United Nations secretary-general Ban Ki-moon meets with Israeli prime minister Benjamin Netanyahu in Jerusalem. Analysts say any truce is little more than a photo opportunity for the Israeli leaders.

Israel's refusal to talk to its foes dooms truce from the start

Israel expects any pact to be shaky and temporary - and to be followed within several years by another massive military operation in Gaza. Analysis by Vita Bekker in Tel Aviv

TEL AVIV // As international negotiators worked yesterday to craft a ceasefire between Israel and Gaza's Hamas rulers, analysts said Israel expects any pact to be shaky and temporary - and to be followed within several years by another massive military operation in Gaza.

Last night, six days after Israel assassinated a leading Hamas military figure in the Gaza Strip and launched a military campaign in the enclave to destroy the group's fighting capabilities, Benjamin Netanyahu, the Israeli prime minister, indicated he may give ceasefire talks a chance before launching a ground incursion that could prove deadly for both sides.

Nevertheless, experts said that rather than achieve lasting quiet on the Israel-Gaza border, they expect any announcement of a truce would be little more than a photo opportunity for the Israeli leaders - namely, Mr Netanyahu and Ehud Barak, the defence minister - to bolster their security credentials at home ahead of elections in January.

That is primarily because of their rejection of direct talks with Hamas, which would, in effect, recognise the Islamist group's legitimacy. This makes it unlikely Israel will reach any long-term ceasefire that would halt any rocket attacks from Gaza for many years.

Furthermore, Iran's ties with Gaza groups such as Hamas and Islamic Jihad - the latter viewed as Tehran's main proxy in Gaza - and its tensions with Israel also make any accord doubtful, analysts said.

Iran - which has supplied the groups with dozens of Fajr-5 rockets that have a range long enough to reach major Israeli cities including Tel Aviv and Jerusalem - has a say in the decision-making within those groups and is unlikely to back a long-term truce without Israel committing to withhold attacks on its nuclear sites.
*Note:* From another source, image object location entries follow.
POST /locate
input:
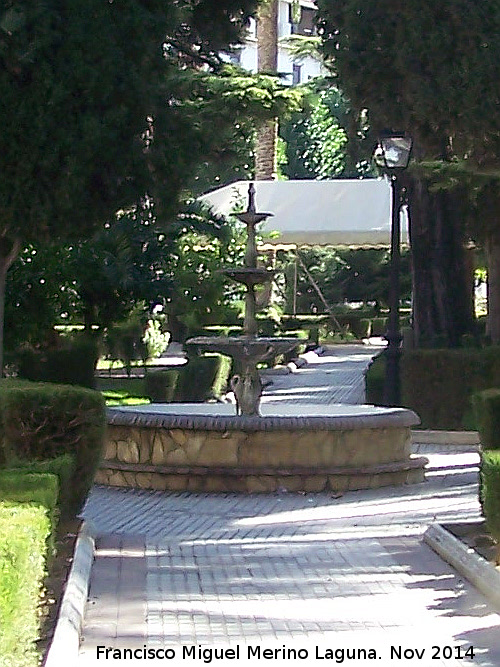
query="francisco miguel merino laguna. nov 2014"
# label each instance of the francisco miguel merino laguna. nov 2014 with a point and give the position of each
(208, 654)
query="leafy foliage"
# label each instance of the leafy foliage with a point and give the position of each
(343, 275)
(316, 137)
(106, 122)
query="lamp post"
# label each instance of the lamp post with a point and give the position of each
(393, 154)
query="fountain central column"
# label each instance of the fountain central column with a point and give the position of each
(249, 349)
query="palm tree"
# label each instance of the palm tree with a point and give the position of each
(267, 61)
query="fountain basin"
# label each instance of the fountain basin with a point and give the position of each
(206, 448)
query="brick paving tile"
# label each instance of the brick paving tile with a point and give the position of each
(345, 573)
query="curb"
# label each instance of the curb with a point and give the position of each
(65, 643)
(460, 438)
(466, 561)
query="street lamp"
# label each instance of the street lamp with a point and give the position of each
(393, 154)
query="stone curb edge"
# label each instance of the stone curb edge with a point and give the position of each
(466, 561)
(65, 643)
(428, 437)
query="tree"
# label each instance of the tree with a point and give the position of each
(267, 56)
(315, 137)
(97, 113)
(426, 68)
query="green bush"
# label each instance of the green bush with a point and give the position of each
(375, 380)
(24, 530)
(355, 324)
(72, 363)
(44, 421)
(490, 490)
(202, 378)
(21, 486)
(26, 487)
(438, 384)
(379, 326)
(487, 410)
(62, 467)
(160, 386)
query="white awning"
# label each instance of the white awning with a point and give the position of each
(349, 212)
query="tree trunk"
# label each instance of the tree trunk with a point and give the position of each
(9, 250)
(443, 306)
(267, 61)
(492, 247)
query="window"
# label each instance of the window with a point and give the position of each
(296, 75)
(306, 24)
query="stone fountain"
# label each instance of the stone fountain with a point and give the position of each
(248, 350)
(303, 447)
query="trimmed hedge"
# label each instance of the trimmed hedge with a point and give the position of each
(438, 384)
(74, 363)
(160, 386)
(62, 467)
(20, 486)
(202, 378)
(24, 530)
(44, 421)
(487, 410)
(490, 490)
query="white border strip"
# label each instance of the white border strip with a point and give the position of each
(465, 560)
(65, 644)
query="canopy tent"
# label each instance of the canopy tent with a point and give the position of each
(350, 212)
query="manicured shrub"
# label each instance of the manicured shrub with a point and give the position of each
(438, 384)
(375, 379)
(20, 486)
(26, 487)
(202, 378)
(355, 324)
(44, 421)
(487, 411)
(379, 326)
(62, 467)
(490, 490)
(160, 386)
(71, 363)
(24, 530)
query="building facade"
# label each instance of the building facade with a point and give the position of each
(294, 17)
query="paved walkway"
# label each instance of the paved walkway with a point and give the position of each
(348, 574)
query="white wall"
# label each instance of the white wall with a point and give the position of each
(309, 67)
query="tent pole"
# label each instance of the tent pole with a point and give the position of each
(320, 294)
(295, 286)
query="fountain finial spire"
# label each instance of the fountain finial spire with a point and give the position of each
(251, 198)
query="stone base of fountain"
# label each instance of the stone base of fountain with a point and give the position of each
(205, 448)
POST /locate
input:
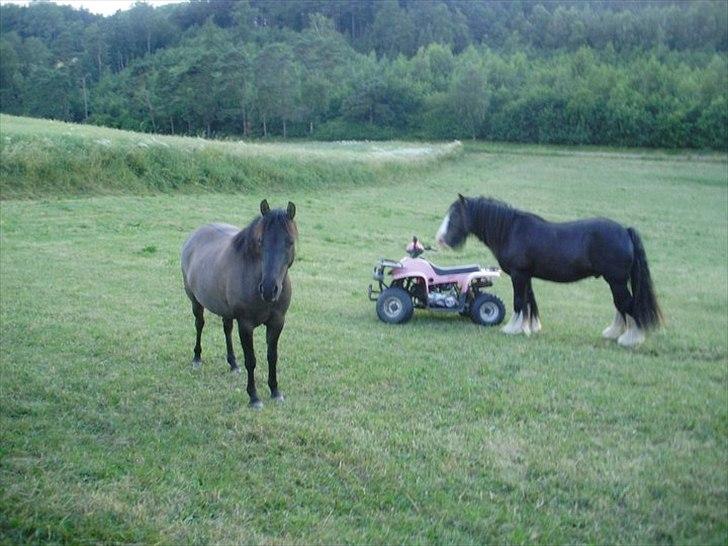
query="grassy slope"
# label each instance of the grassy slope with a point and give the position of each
(41, 159)
(436, 431)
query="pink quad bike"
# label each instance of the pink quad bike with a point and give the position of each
(419, 283)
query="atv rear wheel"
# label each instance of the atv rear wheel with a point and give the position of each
(394, 305)
(487, 310)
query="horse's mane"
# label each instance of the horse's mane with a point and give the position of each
(246, 239)
(490, 219)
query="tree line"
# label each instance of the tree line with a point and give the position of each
(609, 72)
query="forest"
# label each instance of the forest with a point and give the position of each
(604, 72)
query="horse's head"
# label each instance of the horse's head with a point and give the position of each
(275, 238)
(455, 226)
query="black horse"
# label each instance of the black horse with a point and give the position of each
(528, 246)
(243, 275)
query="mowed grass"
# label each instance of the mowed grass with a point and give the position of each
(437, 431)
(41, 158)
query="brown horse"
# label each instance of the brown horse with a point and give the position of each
(243, 275)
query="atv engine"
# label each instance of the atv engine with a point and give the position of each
(443, 295)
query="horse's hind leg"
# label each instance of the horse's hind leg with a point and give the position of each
(624, 328)
(533, 308)
(199, 313)
(227, 325)
(520, 322)
(622, 299)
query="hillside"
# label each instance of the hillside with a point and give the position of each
(42, 158)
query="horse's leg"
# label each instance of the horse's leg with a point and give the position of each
(520, 321)
(620, 296)
(272, 333)
(199, 313)
(246, 340)
(227, 325)
(633, 335)
(533, 308)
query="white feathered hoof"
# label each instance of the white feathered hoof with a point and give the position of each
(515, 325)
(633, 336)
(616, 329)
(535, 325)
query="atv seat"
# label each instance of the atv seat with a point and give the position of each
(456, 270)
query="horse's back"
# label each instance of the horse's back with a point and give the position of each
(568, 251)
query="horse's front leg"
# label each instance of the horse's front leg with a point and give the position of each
(273, 332)
(520, 322)
(227, 326)
(246, 340)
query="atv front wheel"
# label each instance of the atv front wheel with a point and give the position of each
(488, 310)
(394, 305)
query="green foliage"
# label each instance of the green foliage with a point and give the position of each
(436, 432)
(638, 74)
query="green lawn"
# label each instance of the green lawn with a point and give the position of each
(437, 431)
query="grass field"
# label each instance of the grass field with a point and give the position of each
(437, 431)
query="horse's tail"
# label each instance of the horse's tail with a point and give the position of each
(647, 313)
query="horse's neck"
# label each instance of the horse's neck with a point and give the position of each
(493, 227)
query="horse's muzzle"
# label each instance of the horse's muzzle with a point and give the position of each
(269, 293)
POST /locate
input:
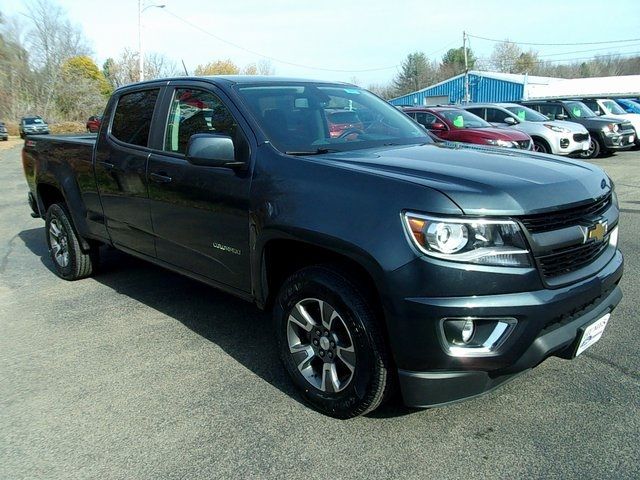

It has long been speculated that Mr Netanyahu has been weighing such a strike in a bid to undermine Tehran's nuclear ambitions, which he views as the biggest threat to Israel's existence.

Avi Segal, an expert on Israeli military policy at Israel's Ben-Gurion University, said: "The words may be rephrased but any ceasefire will probably be the same as it was in 2009 after the last Israeli operation.

"Afterwards we'll have a period of peace that, sooner or later, will collapse and someone will renew the fire between the two sides."

Mr Segal said Israel was "doomed to repeat the same operation within two or three years" because its leadership rejects backing up a truce based on a "military balance" with direct peace talks with Hamas.

He added that hardliners who lack the political courage to talk to Hamas and risk losing votes from the right - such as Mr Netanyahu and Avigdor Lieberman, Israel's ultranationalist foreign minister - make any such negotiations impossible any time soon.

Further hampering any chances for a lasting ceasefire is Israel's demand - in addition to an end to the firing of rockets on its southern communities and towns - that a pact also includes a commitment by Egypt to prevent the smuggling of weapons through its Sinai desert and into Gaza through underground tunnels. Israeli officials suspect Iran is smuggling arms into Gaza through a circuitous route that includes bringing them to Sudan, transporting them across the Egyptian border and through Sinai into Gaza.

Still, Cairo may be reluctant to act aggressively to halt such smuggling because of its growing closeness to Hamas, which is an offshoot of the same Muslim Brotherhood that swept to power in Egypt after the former president, Hosni Mubarak was forced out of office last year.

Some Israeli analysts said Israel should ignore all attempts at a ceasefire for the time being and advance its operation into a ground incursion to more effectively cripple Hamas's military capability.

Efraim Inbar, the director of the Begin-Sadat Centre for Strategic Studies at the right-leaning Bar-Ilan University in Tel Aviv, said the only way for Israel to achieve quiet on its border with Gaza was to bolster its onslaught against Hamas.

"Israel has had bad experiences with ceasefires with Hamas, which have always been violated." he said. "We should destroy the military capabilities of Hamas and Islamic Jihad to create a situation in which it'll take them longer to recuperate."